When it comes to fighting the signs of ageing, most people are willing to do whatever it takes to enjoy a smooth, younger looking complexion. Some are happy to go under the knife, while others might prefer to use products and serums in a bid to look as young as possible. Of all of the technologies out there, one in particular seems to have experienced a rapid increase in popularity.
Wrinkle fillers offer a unique way to defy age lines and sagging skin – and you might have already come across the more well-known brands, without even realising. Have you heard of Juvederm? That’s a filler product. How about Captique, Restylane, or Botox? They are other ones! There are more than a dozen branded products that can be found online, in store and over the counter – but just how safe are they?
First things first
Before understanding how safe a product is, it’s a good idea to get to know how it works. In the majority of cases, if not all relating to branded products – these types of fillers are approved by the FDA, but are recommended for use by a trained and qualified expert. They work by injecting a carefully developed anti-ageing formula into parts of the skin (usually within the face), where the chemical composition will act to strengthen and stimulate muscle tissue.
The result will typically be a smoother looking complexion and one that features very few, if any, wrinkles.

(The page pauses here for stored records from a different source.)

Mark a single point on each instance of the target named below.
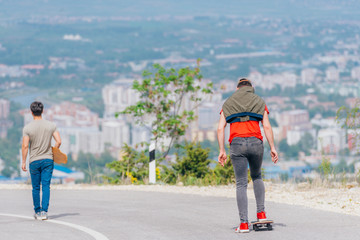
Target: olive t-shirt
(40, 133)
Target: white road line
(93, 233)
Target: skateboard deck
(59, 157)
(257, 225)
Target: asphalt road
(116, 215)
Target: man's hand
(222, 158)
(274, 155)
(23, 167)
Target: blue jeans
(41, 172)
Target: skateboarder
(38, 135)
(243, 111)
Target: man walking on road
(38, 135)
(243, 111)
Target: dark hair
(37, 108)
(244, 82)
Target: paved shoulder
(151, 215)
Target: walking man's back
(37, 137)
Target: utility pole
(152, 163)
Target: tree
(168, 99)
(195, 163)
(133, 166)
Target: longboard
(257, 225)
(59, 157)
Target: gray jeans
(244, 151)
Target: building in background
(118, 95)
(5, 124)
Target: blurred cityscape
(305, 68)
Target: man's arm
(24, 151)
(57, 138)
(221, 139)
(270, 137)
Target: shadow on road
(63, 215)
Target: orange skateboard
(59, 157)
(257, 225)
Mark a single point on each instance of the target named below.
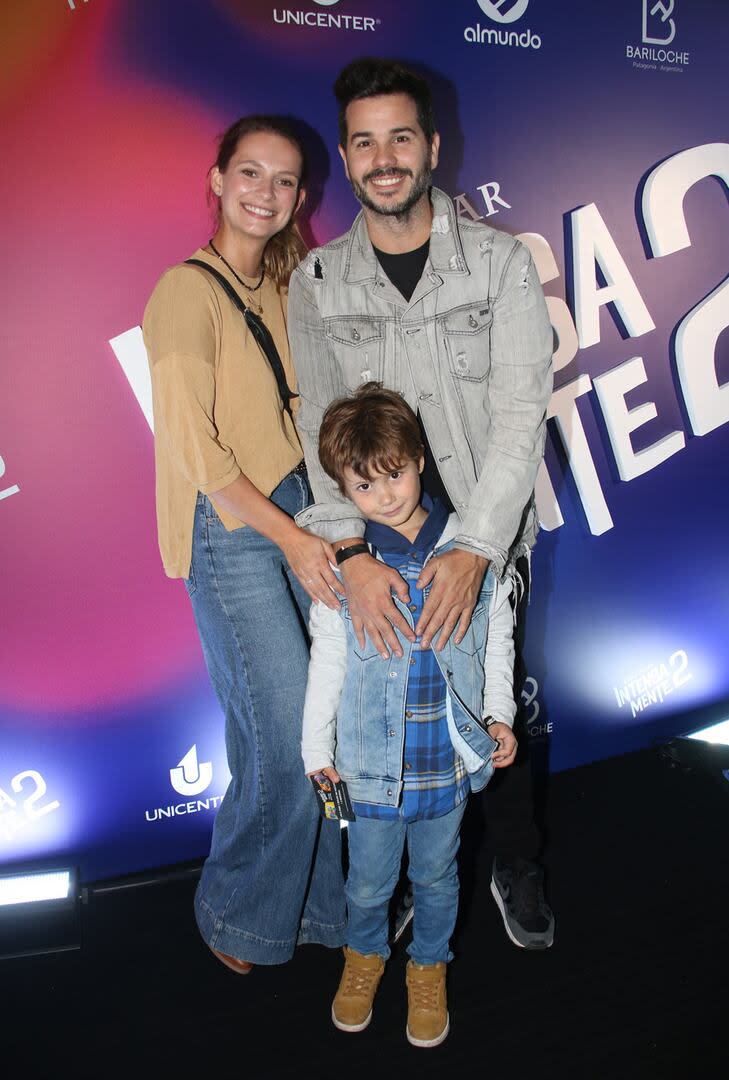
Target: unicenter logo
(324, 19)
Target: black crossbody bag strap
(260, 333)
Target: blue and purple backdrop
(593, 131)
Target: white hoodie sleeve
(499, 659)
(327, 666)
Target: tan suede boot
(352, 1007)
(427, 1006)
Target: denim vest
(471, 351)
(370, 728)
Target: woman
(230, 477)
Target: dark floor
(636, 984)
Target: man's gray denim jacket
(471, 352)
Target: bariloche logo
(503, 11)
(191, 777)
(660, 13)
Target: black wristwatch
(354, 549)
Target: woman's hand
(309, 557)
(369, 585)
(505, 751)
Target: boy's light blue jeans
(375, 854)
(273, 875)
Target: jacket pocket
(356, 342)
(466, 333)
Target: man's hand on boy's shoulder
(455, 580)
(505, 751)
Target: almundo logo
(191, 777)
(503, 11)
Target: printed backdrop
(594, 131)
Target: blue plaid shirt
(434, 778)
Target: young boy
(409, 736)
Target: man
(449, 313)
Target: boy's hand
(328, 771)
(505, 752)
(367, 583)
(456, 577)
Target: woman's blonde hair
(286, 248)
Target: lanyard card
(334, 800)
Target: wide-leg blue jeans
(273, 875)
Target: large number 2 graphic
(529, 691)
(706, 402)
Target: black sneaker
(403, 914)
(517, 889)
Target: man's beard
(401, 210)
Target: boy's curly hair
(374, 431)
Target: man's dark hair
(370, 77)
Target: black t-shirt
(405, 270)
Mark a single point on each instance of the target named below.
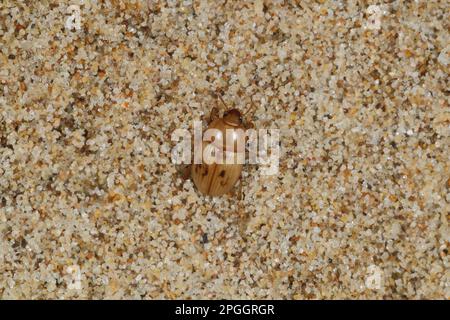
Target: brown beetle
(228, 138)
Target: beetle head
(233, 117)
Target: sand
(92, 207)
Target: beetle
(228, 139)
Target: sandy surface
(92, 207)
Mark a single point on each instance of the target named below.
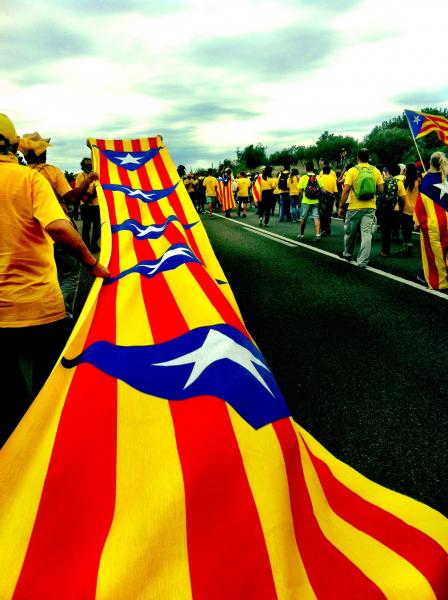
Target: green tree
(252, 156)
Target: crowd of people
(41, 251)
(368, 197)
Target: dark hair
(411, 177)
(32, 158)
(309, 165)
(364, 154)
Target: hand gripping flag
(422, 123)
(431, 212)
(160, 461)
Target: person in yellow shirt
(293, 185)
(34, 149)
(243, 183)
(310, 191)
(211, 190)
(90, 210)
(32, 310)
(267, 202)
(361, 185)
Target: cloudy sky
(213, 76)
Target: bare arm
(63, 232)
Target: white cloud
(142, 67)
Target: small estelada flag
(422, 123)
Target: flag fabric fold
(160, 459)
(422, 123)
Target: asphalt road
(360, 357)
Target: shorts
(309, 210)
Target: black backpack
(312, 189)
(283, 182)
(389, 197)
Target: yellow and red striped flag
(256, 189)
(431, 213)
(423, 123)
(160, 459)
(226, 193)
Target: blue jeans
(363, 220)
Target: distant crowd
(367, 197)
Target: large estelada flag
(160, 459)
(256, 189)
(226, 193)
(431, 213)
(423, 123)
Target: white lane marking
(265, 234)
(277, 237)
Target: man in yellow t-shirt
(32, 309)
(211, 190)
(361, 212)
(310, 205)
(243, 183)
(34, 148)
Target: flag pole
(415, 142)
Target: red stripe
(223, 528)
(330, 572)
(443, 235)
(407, 541)
(77, 501)
(432, 274)
(226, 548)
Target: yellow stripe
(415, 513)
(24, 464)
(145, 555)
(436, 246)
(265, 469)
(394, 575)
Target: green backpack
(365, 186)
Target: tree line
(389, 142)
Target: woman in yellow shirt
(268, 185)
(293, 185)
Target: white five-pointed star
(130, 160)
(218, 346)
(443, 187)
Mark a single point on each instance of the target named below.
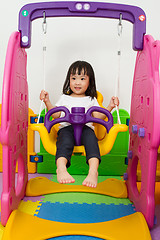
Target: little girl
(79, 90)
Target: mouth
(77, 88)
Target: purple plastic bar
(32, 11)
(78, 118)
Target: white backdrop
(71, 39)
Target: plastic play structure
(143, 128)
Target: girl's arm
(113, 102)
(44, 96)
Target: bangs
(79, 68)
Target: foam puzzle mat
(75, 207)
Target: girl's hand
(113, 103)
(44, 96)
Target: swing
(106, 137)
(15, 149)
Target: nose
(77, 81)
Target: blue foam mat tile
(83, 213)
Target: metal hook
(44, 24)
(120, 25)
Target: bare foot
(64, 177)
(91, 179)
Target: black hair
(80, 66)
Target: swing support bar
(32, 11)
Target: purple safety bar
(78, 118)
(32, 11)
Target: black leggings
(65, 143)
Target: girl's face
(79, 84)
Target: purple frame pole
(32, 11)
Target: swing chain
(120, 27)
(44, 24)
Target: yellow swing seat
(106, 140)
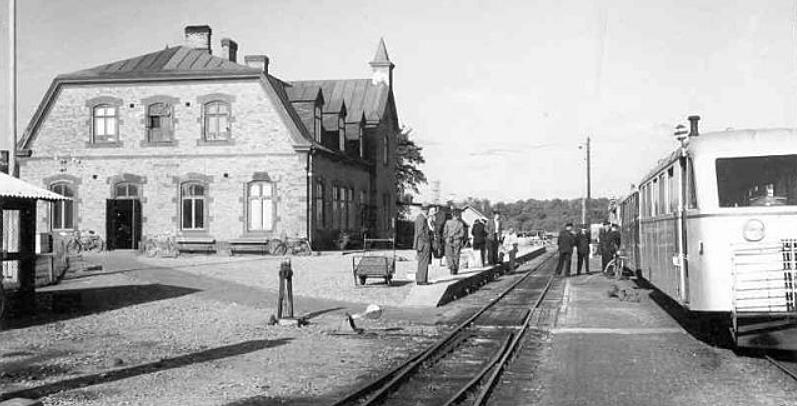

As long as the filler regime is kept up with, it will be possible to keep the signs of ageing at bay for months, if not years. This is how the majority of the fillers work, so now let’s move on to whether they are safe or not.
The concerns of using injectable fillers
One of the biggest concerns over using these types of injectable anti-ageing fillers, is that the chemicals that they consist of can sometimes have an adverse effect on human skin. Some people have been known to come up in rashes, while others can experience slight tingling sensations as the chemicals go to work within the dermal layers.
In the majority of cases however, this really is as bad as it gets. As the formulas are predominantly approved by the FDA, it’s fairly safe to assume that they are okay to use in general. The only real issues can arise if a particular product isn’t approved by the agency – or if a cheaper, lower quality alternative is being used instead.
To stay safe it’s a good idea to undergo a treatment at the hands of a fully qualified therapist, or a medical practitioner offering this type of service. Anything less than this can have unwanted side-effects – so no matter the appeal of the cost it’s always advisable to invest more into a reputable service, than one that could potentially be dangerous.